A common tactic for politicians and commentators on the left is to assail coalition ministers for their privileged backgrounds. There has been a plethora of references to the Bullingdon Club, Old Etonians, “cabinet of millionaires”, “posh boys” and “Tory toffs” since Messrs Cameron, Clegg and Osborne took office in May 2010. Speaking in the Commons earlier this week, Labour MP Dennis Skinner accused Culture Secretary Jeremy Hunt of sacking his “servant” (i.e. special adviser Adam Smith).
Now, you could dismiss such rhetoric as “class war” or the politics of “envy” – in the way that multimillionaire Republican presidential candidate Mitt Romney has, across the pond, when faced with attacks on his “silver spoon” from Barack Obama and the Democrats.
But, in recent weeks, here in the UK, it is backbench Tories who have queued up to launch assaults on the backgrounds of Cameron et al; attacks which, on the surface, sound very similar to long-standing left-wing complaints about posh, out-of-touch Tories.
Take Nadine Dorries MP:
“There is a very tight, narrow clique of a certain group of people and what they do is act as a barrier and prevent Cameron and Osborne and others from actually really understanding or knowing what is happening in the rest of the country.
“I think that not only are Cameron and Osborne two posh boys who don’t know the price of milk, but they are two arrogant posh boys who show no remorse, no contrition, and no passion to want to understand the lives of others – and that is their real crime.”
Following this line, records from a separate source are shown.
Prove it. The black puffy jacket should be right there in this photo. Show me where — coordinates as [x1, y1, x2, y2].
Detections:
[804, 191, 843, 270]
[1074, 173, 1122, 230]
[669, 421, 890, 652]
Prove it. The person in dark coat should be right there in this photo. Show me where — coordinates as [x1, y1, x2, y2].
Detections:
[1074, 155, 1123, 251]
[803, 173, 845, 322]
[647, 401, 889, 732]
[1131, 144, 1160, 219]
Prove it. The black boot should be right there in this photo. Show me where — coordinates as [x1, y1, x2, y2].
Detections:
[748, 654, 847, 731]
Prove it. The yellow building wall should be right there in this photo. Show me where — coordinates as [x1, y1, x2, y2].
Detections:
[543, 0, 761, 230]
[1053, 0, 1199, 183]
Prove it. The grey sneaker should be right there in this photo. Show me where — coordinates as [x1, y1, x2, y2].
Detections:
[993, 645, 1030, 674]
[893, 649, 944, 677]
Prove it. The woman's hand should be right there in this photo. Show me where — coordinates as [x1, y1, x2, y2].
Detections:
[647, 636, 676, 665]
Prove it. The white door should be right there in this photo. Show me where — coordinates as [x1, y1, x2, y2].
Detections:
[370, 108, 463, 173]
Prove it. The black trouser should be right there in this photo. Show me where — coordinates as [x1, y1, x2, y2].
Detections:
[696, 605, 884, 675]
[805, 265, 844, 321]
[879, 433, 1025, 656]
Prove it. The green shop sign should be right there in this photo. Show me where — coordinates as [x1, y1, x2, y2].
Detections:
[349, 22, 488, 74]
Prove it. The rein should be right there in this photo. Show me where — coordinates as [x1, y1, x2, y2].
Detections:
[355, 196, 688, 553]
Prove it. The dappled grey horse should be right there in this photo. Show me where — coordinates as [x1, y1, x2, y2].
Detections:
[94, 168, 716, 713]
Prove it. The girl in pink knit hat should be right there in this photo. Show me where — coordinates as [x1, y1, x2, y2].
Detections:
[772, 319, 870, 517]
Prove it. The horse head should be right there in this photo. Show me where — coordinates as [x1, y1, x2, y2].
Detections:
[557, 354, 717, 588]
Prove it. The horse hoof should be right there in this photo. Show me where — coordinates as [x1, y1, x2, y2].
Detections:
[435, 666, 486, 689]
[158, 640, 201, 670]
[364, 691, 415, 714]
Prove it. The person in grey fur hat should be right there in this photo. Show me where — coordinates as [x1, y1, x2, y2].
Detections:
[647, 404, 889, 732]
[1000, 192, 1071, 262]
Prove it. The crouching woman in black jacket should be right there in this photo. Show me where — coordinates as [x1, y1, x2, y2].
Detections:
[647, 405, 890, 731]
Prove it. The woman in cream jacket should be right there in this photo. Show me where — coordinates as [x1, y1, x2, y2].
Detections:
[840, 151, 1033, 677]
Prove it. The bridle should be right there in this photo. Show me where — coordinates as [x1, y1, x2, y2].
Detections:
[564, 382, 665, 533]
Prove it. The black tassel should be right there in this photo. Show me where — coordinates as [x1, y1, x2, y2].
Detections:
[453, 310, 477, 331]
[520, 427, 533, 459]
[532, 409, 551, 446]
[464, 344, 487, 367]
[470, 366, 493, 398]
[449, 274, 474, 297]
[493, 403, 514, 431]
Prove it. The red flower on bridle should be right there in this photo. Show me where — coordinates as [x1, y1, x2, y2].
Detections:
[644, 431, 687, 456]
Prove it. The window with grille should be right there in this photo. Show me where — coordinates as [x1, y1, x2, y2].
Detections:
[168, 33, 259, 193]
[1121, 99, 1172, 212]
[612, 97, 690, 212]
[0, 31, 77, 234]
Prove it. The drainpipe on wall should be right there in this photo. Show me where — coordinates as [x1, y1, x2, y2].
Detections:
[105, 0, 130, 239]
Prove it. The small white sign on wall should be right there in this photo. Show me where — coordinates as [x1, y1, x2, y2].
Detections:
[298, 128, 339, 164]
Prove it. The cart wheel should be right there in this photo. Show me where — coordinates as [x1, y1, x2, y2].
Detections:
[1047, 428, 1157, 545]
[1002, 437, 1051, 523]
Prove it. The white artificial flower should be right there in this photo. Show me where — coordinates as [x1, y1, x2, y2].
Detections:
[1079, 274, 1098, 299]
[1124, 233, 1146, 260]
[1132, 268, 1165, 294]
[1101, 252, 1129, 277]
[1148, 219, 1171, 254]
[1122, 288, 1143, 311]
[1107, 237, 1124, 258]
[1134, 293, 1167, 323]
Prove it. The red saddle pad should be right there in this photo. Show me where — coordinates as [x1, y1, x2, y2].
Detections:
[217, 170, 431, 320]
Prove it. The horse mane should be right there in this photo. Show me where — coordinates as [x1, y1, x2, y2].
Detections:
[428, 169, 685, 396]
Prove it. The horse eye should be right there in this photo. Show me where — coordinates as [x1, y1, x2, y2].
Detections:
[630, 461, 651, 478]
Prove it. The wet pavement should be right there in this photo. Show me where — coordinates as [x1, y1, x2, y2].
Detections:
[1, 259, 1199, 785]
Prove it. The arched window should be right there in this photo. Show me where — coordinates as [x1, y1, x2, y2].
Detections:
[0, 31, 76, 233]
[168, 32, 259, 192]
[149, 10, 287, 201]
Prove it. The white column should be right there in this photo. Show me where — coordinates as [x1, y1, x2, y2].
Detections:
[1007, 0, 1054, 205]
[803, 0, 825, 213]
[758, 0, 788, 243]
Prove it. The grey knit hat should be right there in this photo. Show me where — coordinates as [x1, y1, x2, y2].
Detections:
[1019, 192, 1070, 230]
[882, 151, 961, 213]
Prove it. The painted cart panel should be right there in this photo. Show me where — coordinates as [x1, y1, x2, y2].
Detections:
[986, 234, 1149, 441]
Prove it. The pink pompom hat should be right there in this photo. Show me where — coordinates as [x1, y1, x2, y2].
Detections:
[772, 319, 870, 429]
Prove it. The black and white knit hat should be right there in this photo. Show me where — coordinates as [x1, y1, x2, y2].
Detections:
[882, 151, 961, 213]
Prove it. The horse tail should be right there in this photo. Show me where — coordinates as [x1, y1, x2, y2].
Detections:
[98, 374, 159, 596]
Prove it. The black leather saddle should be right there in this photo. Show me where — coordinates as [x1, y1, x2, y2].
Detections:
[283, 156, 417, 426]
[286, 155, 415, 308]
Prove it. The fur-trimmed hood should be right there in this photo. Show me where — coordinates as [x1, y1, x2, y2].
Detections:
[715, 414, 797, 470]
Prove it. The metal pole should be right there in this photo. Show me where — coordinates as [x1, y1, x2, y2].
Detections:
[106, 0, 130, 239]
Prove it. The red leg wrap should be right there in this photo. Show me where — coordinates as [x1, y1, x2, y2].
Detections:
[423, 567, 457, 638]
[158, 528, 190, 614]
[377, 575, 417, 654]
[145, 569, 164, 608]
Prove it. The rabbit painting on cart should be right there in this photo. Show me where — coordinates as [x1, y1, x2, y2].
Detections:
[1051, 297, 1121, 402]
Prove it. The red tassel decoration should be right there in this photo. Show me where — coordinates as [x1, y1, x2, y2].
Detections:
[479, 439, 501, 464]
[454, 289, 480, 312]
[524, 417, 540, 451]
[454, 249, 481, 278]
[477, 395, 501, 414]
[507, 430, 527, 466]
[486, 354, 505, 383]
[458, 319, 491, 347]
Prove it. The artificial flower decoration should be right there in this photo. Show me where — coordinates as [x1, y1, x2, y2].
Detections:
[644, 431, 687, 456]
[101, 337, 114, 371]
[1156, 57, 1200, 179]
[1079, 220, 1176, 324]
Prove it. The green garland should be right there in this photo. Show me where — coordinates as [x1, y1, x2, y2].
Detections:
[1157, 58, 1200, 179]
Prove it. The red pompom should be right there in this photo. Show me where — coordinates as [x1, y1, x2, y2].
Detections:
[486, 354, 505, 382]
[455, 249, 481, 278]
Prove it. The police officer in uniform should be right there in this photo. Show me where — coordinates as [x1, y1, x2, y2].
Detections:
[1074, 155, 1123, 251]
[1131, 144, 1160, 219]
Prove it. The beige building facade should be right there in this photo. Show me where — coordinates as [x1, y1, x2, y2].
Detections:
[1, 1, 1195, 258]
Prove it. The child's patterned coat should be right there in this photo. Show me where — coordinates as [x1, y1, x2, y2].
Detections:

Earlier this year, Ms Dorries told the Financial Times that Government policy was “being run by two public school boys who don’t know what it’s like to go to the supermarket and have to put things back on the shelves because they can’t afford it for their children’s lunch boxes”.
“What’s worse, they don’t care either,” she added.
Or former shadow home secretary and one-time Tory leadership candidate David Davis MP:
They think we’re toffs.
The truth is, they look at the front bench, they see them all very well dressed, well turned out, well fed, and perhaps feel that they’re in a different world to them.
The “we’re all in this together” phrase is very important – but at the moment it’s not working.
The latest intervention is from Robert Halfon MP, in today’s Independent:
“I’d love more Esther McVeys, people like that who are very clever but sound normal. They are steeped in street-fighting. We need street-fighters who represent the party.”
. . .”Millions of union members vote Tory and the language we are giving out is that we hate trade unionism.
. . .He said: “Everything we say should be judged politically on how it helps strivers, how it helps aspiration. The language needs to change, the logos and slogans need to be improved.”
Perhaps Cameron and Osborne, who have had the worst few weeks of their political careers, should start paying attention to the criticisms of some of their own backbenchers. I hate to say it, but Dorries, Davis and Halfon have a point. And, of course, it’s difficult for the Tory high command to dismiss them as leftie class-warriors.